If you've been struggling with a decision in your life lately, consider the following:
- What are you faced with having to relinquish with this choice you are sitting with?
- How do you feel when you notice and name what you might lose in making the choice you are facing?
- What were you taught (if at all) about how to make decisions and evaluate loss when you were growing up?
The fantasy of perfect vs. the most tolerable side effects of BS
“The problem, simply put, is that we cannot choose everything simultaneously. So we live in danger of becoming paralyzed by indecision, terrified that every choice might be the wrong choice.” – Elizabeth Gilbert, Committed: A Skeptic Makes Peace with Marriage
Another reality that can keep many of my clients feeling stuck and on the fence is the Fantasy of Perfect when it comes to choice-making. The Fantasy of Perfect drives us to endlessly evaluate whether or not a person, place, thing, behavior, or other choice is the right choice, the perfect choice, the choice our heart and soul are most longing for.
What may look like self-care, self-reflection, and self-preservation can easily turn into decision self-sabotage thanks to the Fantasy of Perfect. Which is just what it sounds like: an illusion that keeps us second-guessing. The reality is (and I know this isn’t news to any of you), that there is no such thing as perfect. Instead, when it comes to the choices we make about our partners, careers, and the places we live, there is, I believe, only the question of which side effects of crap are we most willing to tolerate.
Every job, even if it’s the best possible for you, will have its truly terrible hard days and dull moments unique to it. Same thing as marrying the love of your life. I promise you that person will uniquely drive you crazy at some point. Or moving away from the Bay back to your home state. Pros and cons will inevitably abound. I guarantee you that each choice you make has unique trade-offs and side-effects of crap and yet sometimes in our decision-making paralysis we forget this idea and keep sitting on the fence of indecision until we can really, truly be sure we will make The Best decision which is a side-effect of BS-free.
Well, that’s just not realistic. So if you have been feeling stuck recently because you’re endlessly evaluating what’s going to be The Perfect Decision, let me ask you this:
- Are you willing or unwilling to believe or tolerate that your choice – even if it is the best choice – could still have crappy side effects?
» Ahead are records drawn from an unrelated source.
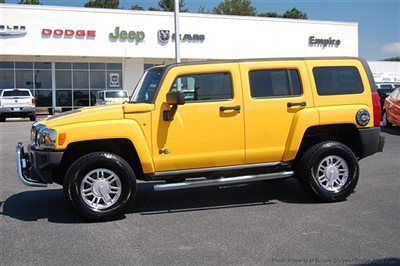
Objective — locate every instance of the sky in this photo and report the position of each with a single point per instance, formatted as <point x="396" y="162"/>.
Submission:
<point x="379" y="20"/>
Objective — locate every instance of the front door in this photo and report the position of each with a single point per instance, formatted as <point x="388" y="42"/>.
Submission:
<point x="208" y="130"/>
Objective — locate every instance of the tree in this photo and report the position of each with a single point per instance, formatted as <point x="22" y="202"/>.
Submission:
<point x="137" y="7"/>
<point x="235" y="7"/>
<point x="395" y="59"/>
<point x="295" y="14"/>
<point x="113" y="4"/>
<point x="168" y="5"/>
<point x="29" y="2"/>
<point x="269" y="14"/>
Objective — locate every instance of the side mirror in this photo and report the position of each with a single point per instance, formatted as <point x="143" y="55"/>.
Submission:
<point x="175" y="98"/>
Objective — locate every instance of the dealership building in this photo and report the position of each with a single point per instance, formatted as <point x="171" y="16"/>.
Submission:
<point x="65" y="55"/>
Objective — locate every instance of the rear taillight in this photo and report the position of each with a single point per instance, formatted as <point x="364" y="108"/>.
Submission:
<point x="377" y="109"/>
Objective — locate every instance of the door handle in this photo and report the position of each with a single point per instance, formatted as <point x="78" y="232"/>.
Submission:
<point x="301" y="104"/>
<point x="226" y="108"/>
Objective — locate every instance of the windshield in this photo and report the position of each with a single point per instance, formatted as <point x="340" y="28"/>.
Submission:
<point x="147" y="85"/>
<point x="16" y="93"/>
<point x="116" y="94"/>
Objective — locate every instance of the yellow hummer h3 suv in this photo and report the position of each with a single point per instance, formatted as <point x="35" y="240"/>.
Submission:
<point x="222" y="122"/>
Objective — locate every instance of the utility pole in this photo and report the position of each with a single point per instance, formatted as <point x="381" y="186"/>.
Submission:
<point x="177" y="35"/>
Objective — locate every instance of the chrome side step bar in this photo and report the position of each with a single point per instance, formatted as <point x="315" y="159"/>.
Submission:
<point x="222" y="181"/>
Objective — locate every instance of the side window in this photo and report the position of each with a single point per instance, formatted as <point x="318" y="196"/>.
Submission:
<point x="274" y="82"/>
<point x="338" y="80"/>
<point x="204" y="87"/>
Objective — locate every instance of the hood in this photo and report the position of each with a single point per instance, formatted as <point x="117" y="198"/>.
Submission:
<point x="95" y="113"/>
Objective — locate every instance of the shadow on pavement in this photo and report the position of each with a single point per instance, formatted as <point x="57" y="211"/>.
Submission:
<point x="392" y="130"/>
<point x="50" y="204"/>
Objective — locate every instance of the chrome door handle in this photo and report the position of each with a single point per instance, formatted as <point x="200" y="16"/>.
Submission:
<point x="301" y="104"/>
<point x="226" y="108"/>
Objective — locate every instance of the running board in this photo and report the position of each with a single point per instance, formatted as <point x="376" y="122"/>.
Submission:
<point x="222" y="181"/>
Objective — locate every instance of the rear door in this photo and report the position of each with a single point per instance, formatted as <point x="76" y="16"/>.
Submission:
<point x="273" y="91"/>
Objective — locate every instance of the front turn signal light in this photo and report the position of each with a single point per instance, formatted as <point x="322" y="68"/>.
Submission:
<point x="61" y="138"/>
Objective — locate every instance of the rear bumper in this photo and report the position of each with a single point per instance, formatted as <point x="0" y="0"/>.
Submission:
<point x="36" y="168"/>
<point x="371" y="141"/>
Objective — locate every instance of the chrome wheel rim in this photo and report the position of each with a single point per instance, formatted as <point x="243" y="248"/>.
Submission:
<point x="333" y="173"/>
<point x="100" y="188"/>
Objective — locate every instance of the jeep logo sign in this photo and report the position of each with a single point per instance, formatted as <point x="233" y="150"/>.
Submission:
<point x="123" y="35"/>
<point x="329" y="42"/>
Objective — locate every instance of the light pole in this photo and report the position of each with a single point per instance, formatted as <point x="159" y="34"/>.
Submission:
<point x="177" y="35"/>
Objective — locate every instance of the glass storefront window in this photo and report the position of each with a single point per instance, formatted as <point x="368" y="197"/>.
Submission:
<point x="81" y="97"/>
<point x="6" y="79"/>
<point x="114" y="79"/>
<point x="97" y="79"/>
<point x="63" y="79"/>
<point x="42" y="79"/>
<point x="81" y="79"/>
<point x="24" y="79"/>
<point x="43" y="98"/>
<point x="64" y="97"/>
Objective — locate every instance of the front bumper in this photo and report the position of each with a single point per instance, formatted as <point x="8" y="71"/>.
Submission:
<point x="36" y="168"/>
<point x="371" y="141"/>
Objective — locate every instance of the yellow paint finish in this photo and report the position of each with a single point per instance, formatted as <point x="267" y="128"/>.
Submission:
<point x="303" y="120"/>
<point x="200" y="135"/>
<point x="110" y="129"/>
<point x="268" y="120"/>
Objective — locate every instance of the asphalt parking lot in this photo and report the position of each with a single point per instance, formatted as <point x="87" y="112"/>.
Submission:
<point x="261" y="223"/>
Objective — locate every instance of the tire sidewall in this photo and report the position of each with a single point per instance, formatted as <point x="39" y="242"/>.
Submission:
<point x="87" y="163"/>
<point x="336" y="149"/>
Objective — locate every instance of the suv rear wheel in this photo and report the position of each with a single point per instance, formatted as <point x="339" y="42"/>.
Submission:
<point x="328" y="171"/>
<point x="99" y="186"/>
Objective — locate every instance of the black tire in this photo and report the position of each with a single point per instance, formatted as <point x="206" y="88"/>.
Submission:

- What would you need to know, see, feel, hear, have or experience to get clear on which side-effects of your choice you’re most able to tolerate?
Moving forward
“There are no safe choices. Only other choices.” – Libba Bray, A Great and Terrible Beauty
Believe me, I know that indecision can be painful, frustrating and vitality draining. But let’s face it: not all decisions are easy to make and sometimes it takes as long as it needs to before we can arrive at clarity on what we most want and need from any given choice. And, along the way in our wrestle with indecision, two of the most common unconscious saboteurs may show up in the form of loss avoidance and the Fantasy of Perfection.
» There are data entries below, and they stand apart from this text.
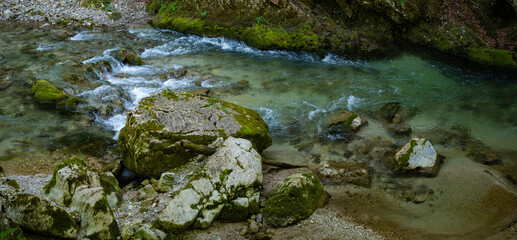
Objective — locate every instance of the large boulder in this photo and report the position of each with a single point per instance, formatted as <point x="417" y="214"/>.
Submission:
<point x="97" y="219"/>
<point x="341" y="125"/>
<point x="168" y="129"/>
<point x="418" y="155"/>
<point x="72" y="173"/>
<point x="295" y="199"/>
<point x="44" y="92"/>
<point x="18" y="209"/>
<point x="231" y="180"/>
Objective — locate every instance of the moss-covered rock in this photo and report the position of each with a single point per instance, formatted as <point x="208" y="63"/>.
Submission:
<point x="294" y="199"/>
<point x="128" y="57"/>
<point x="342" y="125"/>
<point x="44" y="92"/>
<point x="39" y="215"/>
<point x="168" y="129"/>
<point x="418" y="155"/>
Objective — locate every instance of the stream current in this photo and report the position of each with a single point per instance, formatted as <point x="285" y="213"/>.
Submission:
<point x="463" y="111"/>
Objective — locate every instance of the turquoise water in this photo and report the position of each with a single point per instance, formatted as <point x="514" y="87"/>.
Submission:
<point x="464" y="108"/>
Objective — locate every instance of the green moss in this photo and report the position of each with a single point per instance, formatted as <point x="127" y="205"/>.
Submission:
<point x="403" y="160"/>
<point x="493" y="56"/>
<point x="296" y="198"/>
<point x="72" y="161"/>
<point x="115" y="16"/>
<point x="44" y="92"/>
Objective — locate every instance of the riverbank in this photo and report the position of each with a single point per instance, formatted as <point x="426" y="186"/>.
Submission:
<point x="276" y="84"/>
<point x="76" y="13"/>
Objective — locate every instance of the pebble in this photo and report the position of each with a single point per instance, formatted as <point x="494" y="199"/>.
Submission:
<point x="254" y="227"/>
<point x="49" y="11"/>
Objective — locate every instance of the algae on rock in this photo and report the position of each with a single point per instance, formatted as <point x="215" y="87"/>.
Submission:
<point x="168" y="129"/>
<point x="294" y="199"/>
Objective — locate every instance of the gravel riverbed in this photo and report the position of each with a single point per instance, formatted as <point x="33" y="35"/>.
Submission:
<point x="75" y="12"/>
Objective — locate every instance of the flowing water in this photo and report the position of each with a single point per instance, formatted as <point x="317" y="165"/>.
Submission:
<point x="293" y="92"/>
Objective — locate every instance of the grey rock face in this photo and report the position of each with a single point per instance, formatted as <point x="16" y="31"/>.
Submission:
<point x="168" y="129"/>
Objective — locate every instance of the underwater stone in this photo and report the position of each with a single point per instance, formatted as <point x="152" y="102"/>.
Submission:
<point x="97" y="219"/>
<point x="358" y="174"/>
<point x="166" y="182"/>
<point x="44" y="92"/>
<point x="417" y="155"/>
<point x="342" y="125"/>
<point x="294" y="199"/>
<point x="228" y="187"/>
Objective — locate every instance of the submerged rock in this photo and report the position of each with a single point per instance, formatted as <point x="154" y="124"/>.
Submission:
<point x="5" y="83"/>
<point x="70" y="174"/>
<point x="128" y="57"/>
<point x="342" y="125"/>
<point x="417" y="155"/>
<point x="294" y="199"/>
<point x="168" y="129"/>
<point x="44" y="92"/>
<point x="232" y="180"/>
<point x="358" y="174"/>
<point x="97" y="219"/>
<point x="36" y="214"/>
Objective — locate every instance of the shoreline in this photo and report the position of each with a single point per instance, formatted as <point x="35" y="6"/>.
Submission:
<point x="75" y="13"/>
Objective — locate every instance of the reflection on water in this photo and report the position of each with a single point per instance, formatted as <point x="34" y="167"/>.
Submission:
<point x="293" y="92"/>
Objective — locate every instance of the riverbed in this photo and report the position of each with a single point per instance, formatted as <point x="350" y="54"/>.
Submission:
<point x="466" y="111"/>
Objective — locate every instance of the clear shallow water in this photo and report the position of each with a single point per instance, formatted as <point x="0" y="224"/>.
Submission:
<point x="293" y="92"/>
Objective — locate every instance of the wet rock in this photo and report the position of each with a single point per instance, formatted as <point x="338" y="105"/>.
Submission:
<point x="294" y="199"/>
<point x="5" y="83"/>
<point x="391" y="112"/>
<point x="168" y="129"/>
<point x="44" y="92"/>
<point x="70" y="174"/>
<point x="254" y="227"/>
<point x="147" y="192"/>
<point x="166" y="182"/>
<point x="115" y="168"/>
<point x="400" y="129"/>
<point x="231" y="180"/>
<point x="418" y="155"/>
<point x="177" y="73"/>
<point x="97" y="219"/>
<point x="69" y="104"/>
<point x="205" y="92"/>
<point x="40" y="216"/>
<point x="358" y="174"/>
<point x="128" y="57"/>
<point x="342" y="125"/>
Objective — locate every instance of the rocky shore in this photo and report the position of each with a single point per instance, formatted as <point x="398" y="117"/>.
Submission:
<point x="83" y="13"/>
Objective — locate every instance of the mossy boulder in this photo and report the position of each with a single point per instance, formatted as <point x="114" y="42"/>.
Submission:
<point x="41" y="216"/>
<point x="128" y="57"/>
<point x="168" y="129"/>
<point x="418" y="155"/>
<point x="228" y="187"/>
<point x="97" y="219"/>
<point x="294" y="199"/>
<point x="68" y="175"/>
<point x="44" y="92"/>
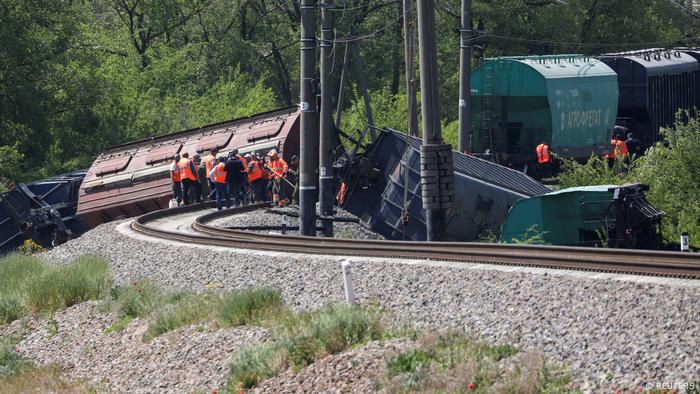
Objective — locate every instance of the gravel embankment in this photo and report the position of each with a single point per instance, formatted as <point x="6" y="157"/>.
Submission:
<point x="354" y="371"/>
<point x="276" y="217"/>
<point x="613" y="334"/>
<point x="193" y="358"/>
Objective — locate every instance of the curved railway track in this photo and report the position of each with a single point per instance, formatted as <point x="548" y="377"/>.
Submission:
<point x="639" y="262"/>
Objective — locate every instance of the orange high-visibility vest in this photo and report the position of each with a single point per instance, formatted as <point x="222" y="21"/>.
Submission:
<point x="543" y="154"/>
<point x="185" y="170"/>
<point x="175" y="174"/>
<point x="244" y="162"/>
<point x="209" y="162"/>
<point x="256" y="173"/>
<point x="620" y="148"/>
<point x="220" y="173"/>
<point x="277" y="167"/>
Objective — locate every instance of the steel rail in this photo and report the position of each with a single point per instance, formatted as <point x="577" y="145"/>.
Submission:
<point x="639" y="262"/>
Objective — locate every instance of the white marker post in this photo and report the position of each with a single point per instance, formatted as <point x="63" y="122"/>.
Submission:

If this happens for you, I hope the above inquiries and insights will help you reflect on what you’re currently sitting with, and bring some subtle movement to what otherwise feels like a stuck, challenging time. But above all else, I want to invite compassion to decision-making.
Decisions are powerful and important as they craft the shape our lives and if making a decision in a certain area feels particularly hard for you right now, trust the process and know that it may need to feel foggy for a while until you can arrive at clarity.